Short- and Long-Term Changes

Although birch recruitment in the short term did not reflect the longer term forest development, the short-term change in the rest of the vegetation did reflect the longer term change. Following 12 years of grazer exclusion, the grazing-resistant N. stricta was lower in abundance and the highly palatable D. flexuosa was higher in abundance than where grazed. Although the relative abundances were not significantly different at this point, the rates of change in these species did significantly differ after just 4 years of livestock exclusion (Austrheim and others 2007). The short-term vegetation change was associated with a decrease in aboveground vegetation biomass and carbon content. Short-term change appears to be in the same direction as long-term change, with D. flexuosa being the dominant field-layer vascular plant on the islands, and a lower abundance of N. stricta. Herb species, notably C. suecica were also relatively abundant on the islands with similarities in vegetation composition to the dwarf cornel birch forest described by Wehberg and others (2005). The trend for short-term changes in vegetation to be indicative of long-term changes following herbivore removal, albeit with a lag time, has also been reported in the case of reindeer exclusion in sub-arctic tundra ecosystems (Olofsson 2006).

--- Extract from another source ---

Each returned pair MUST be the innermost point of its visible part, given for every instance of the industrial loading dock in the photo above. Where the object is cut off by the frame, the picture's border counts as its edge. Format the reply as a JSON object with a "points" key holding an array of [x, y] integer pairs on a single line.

However, it is important to note that the abandonment of livestock grazing may lead to the alpine tundra becoming a carbon source in the short term as the field-layer transitions from a Nardus dominated state to a Deschampsia dominated state with lower carbon content, before birch forest establishment occurs.

Conclusions

Our study shows that continuing land use in the form of grazing high densities of livestock prevents forest from re-establishing in subalpine and alpine landscapes, and further, that following removal of livestock, forest re-establishment is a long-term process at sites distant from existing forest. The historic and current land use of intensive livestock grazing in this region thus supresses the aboveground carbon stock below its potential by around 0.38 kg C m−2. This has clear implications for management for carbon storage: Reductions in livestock grazing in areas where the treeline has potential to advance will lead to increased carbon sequestration in aboveground pools, but at a low rate.